とにかく、単純な話に落とし込むのが難しい。

だから、今日の説明も、ぶっちゃけ「例え話」にすぎない。すぎないけれど「がん」の一端をつかむことはできるかと思う。



ある病気が「放っておいてもいいもの」か、「そのまま放っておくと際限なく増殖して体にダメージを与えるもの」かを判断する。

放っておくと際限なく増殖して体にダメージを与えるもの、というのがぶっちゃけ「がん」だ。

では、体の内部にあるがんが、将来(!)際限なく増えるかどうかを今見極めるにはどうしたらいいか……?

予言士でもないとそんなことはできないのだが、まあそれをなんとかやってみようぜ、と考えて調べた人がかつて何十万人もいた。今も何百万人もいる(単位はてきとう)。

で、そういう人たちが見つけた「がんのヒント」が、なかなかしゃれている。




がんはヤクザみたいなもので、がん細胞を直接顕微鏡でみればその姿形がどことなくいかつくて頭がおかしそうだということがわかるのだが、がんを直接みるというのはつまり、「がんを採ってこなければいけない」。

体を開かなきゃいけないわけだ。
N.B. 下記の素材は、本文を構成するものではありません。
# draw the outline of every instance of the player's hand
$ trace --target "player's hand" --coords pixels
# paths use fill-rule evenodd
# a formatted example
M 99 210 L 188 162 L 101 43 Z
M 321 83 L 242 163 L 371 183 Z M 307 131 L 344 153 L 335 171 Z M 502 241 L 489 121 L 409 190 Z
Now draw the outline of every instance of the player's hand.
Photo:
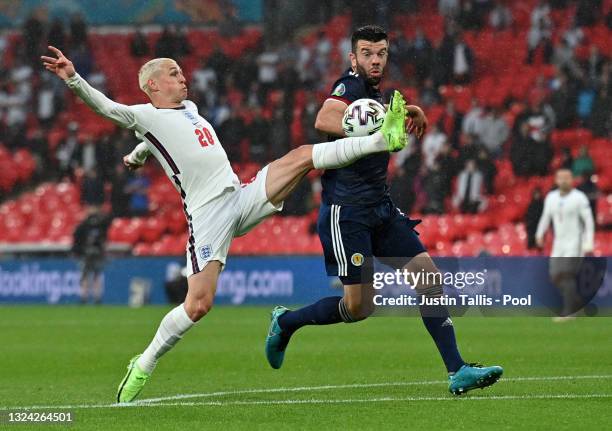
M 68 60 L 66 56 L 54 46 L 48 47 L 57 58 L 48 57 L 46 55 L 41 55 L 40 59 L 43 61 L 43 66 L 50 72 L 55 73 L 62 79 L 68 79 L 76 73 L 74 70 L 74 65 L 72 61 Z
M 427 131 L 429 122 L 427 116 L 421 108 L 416 105 L 406 106 L 406 112 L 408 113 L 408 121 L 406 122 L 406 131 L 408 133 L 415 132 L 416 137 L 421 139 Z
M 544 247 L 544 238 L 536 238 L 536 245 L 540 248 Z
M 144 166 L 142 163 L 134 163 L 130 160 L 130 155 L 123 156 L 123 164 L 130 170 L 135 171 L 136 169 L 140 169 Z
あるいは胃カメラとか大腸カメラをつっこむ。

がんだとわかっているなら、そういう負担も甘んじて受けよう。

けれどもまだがんだとわかっていない段階で、上から胃カメラ、下から大腸カメラ、お腹のあちこちをずばずば開かれてはたまったものではないだろう。
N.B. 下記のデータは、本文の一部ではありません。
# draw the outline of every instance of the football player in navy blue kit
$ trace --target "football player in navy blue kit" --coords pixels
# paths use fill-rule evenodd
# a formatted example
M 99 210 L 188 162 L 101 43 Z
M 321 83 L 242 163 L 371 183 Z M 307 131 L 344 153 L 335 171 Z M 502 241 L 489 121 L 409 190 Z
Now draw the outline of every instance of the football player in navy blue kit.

「がんとわかっていない段階」で、「顕微鏡でみればがんかどうかわかるよ」というのは、けっこう酷な話だ。

だから「がんのヒント」は、できれば体の外からあまり体に傷をつけずにアプローチできる方法で拾い挙げなければいけない。

どうすればいいか?




がんというヤクザが将来めちゃくちゃに増えるとき、「物資を集める」。

それも、周りに暮らしている善良な人々とは違うやり方で、こっそりと、泥棒をするように、大量に、「物資を集める」。

そうしないと思う存分増えられないからだ。

人間の社会といっしょで、ヤクザだというだけで商売は制限され、社会活動もかなり禁じられるから、やつらはつねに「周りの人々とは違うやり方」を選ぶ。

つまり……。

ヤクザそのものを直接みて調べることができないとき。

体のどこかで「物流が乱れていること」をみれば、そこにヤクザがいるのではないかと疑うことができるのだ。




体の中における「物流」とはなにか。

それは血流である。

血液の流れ方を調べる。

それも、臓器に入り込む細かい血管を逐一チェックする。

「造影剤」と呼ばれる薬を使って、CTやMRIなどで、臓器における「物流」をチェックする。

部分的に、正常の臓器とくらべて「乱れている」ところがあれば、そこはヤクザとしてどんどん増えようとしている悪の巣窟かもしれないとわかる。




造影剤を血管の中に流し込んで、CTでみるというのは、いってみれば「影絵」だ。体を開かなくても、外から光(X線)をあてることで、中の姿があらわになる。造影剤を使えば血流がより強調されて見やすくなる。

こうして、「がんを探す」ことができるようになる。




この例え話を進めていくといろいろわかる。

ヤクザが1人とか10人くらいで小規模に活動していたら物流の変化だけでは見つけられないだろうな、とか。

ヤクザ以外の理由でも、例えば事故や災害などで物流がいかれることもあるだろうな、とか。

極めてかしこいインテリヤクザは、周りの物流をまったくいじらずに生き延びることがあるだろうな、とか。

これらはすべて、がん診療を悩ませる原因になりうるのである。